Natural Language Processing (NLP) from Scratch

Abstract: The rise of online social platforms has resulted in an explosion of the written text in the form of blogs, posts, tweets, wiki pages, etc. This new wealth of data provides a unique opportunity to explore natural language in its many forms, both as a way of automatically extracting information from written text and as a way of artificially producing text that looks natural.

In this session, we will introduce viewers to natural language processing from scratch. Each concept is introduced and explained through coding examples using nothing more than just plain Python and numpy. In this way, viewers will learn in depth about the underlying concepts and techniques instead of just learning how to use a specific NLP library.

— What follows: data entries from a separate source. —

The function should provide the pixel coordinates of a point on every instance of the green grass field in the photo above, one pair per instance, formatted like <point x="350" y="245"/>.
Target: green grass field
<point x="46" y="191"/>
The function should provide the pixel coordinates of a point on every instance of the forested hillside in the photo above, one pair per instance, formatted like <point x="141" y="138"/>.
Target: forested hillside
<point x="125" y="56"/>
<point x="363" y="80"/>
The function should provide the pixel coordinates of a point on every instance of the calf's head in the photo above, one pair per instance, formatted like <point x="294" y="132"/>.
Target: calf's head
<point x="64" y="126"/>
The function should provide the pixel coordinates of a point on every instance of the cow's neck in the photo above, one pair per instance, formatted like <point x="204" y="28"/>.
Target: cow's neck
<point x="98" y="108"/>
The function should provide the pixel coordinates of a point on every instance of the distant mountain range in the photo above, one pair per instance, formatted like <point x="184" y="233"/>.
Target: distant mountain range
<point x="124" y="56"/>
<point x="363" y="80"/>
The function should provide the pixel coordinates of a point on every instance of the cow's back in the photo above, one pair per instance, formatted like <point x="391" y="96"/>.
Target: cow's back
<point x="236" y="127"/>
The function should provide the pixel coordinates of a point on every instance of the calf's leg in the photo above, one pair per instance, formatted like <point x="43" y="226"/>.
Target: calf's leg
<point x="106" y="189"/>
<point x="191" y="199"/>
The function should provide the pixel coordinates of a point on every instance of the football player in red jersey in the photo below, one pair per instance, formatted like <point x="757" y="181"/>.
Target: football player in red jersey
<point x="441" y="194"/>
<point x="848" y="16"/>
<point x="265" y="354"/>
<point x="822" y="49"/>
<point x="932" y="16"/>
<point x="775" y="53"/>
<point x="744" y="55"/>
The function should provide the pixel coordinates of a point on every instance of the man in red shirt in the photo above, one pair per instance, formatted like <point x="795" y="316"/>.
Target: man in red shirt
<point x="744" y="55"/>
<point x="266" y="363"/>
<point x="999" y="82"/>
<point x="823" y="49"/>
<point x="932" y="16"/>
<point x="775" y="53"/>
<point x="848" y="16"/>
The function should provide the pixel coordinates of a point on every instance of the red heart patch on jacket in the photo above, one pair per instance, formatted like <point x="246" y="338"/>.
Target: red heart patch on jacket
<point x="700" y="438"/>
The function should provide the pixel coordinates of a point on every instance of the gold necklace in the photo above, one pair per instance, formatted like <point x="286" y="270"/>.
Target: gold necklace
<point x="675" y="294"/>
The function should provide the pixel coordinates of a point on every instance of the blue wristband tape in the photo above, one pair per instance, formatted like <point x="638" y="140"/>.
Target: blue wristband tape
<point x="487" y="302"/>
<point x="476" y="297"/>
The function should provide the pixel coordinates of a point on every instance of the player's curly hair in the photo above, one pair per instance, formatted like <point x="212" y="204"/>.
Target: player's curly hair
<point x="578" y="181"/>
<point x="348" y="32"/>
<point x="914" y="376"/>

In particular, we will cover:
- One-Hot Encoding
- Bag of Words
- TF/IDF
- Document clustering
- Sentiment Analysis
- Word embeddings

Bio: Bruno Gonçalves is currently a Senior Data Scientist working at the intersection of Data Science and Finance. Previously, he was a Data Science fellow at NYU's Center for Data Science while on leave from a tenured faculty position at Aix-Marseille Université. Since completing his Ph.D. in the Physics of Complex Systems in 2008 he has been pursuing the use of Data Science and Machine Learning to study Human Behavior. Using large datasets from Twitter, Wikipedia, web access logs, and Yahoo! Meme he studied how we can observe both large scale and individual human behavior in an obtrusive and widespread manner. The main applications have been to the study of Computational Linguistics, Information Diffusion, Behavioral Change and Epidemic Spreading. In 2015 he was awarded the Complex Systems Society's 2015 Junior Scientific Award for "outstanding contributions in Complex Systems Science" and in 2018 it was named a Science Fellow of the Institute for Scientific Interchange in Turin, Italy.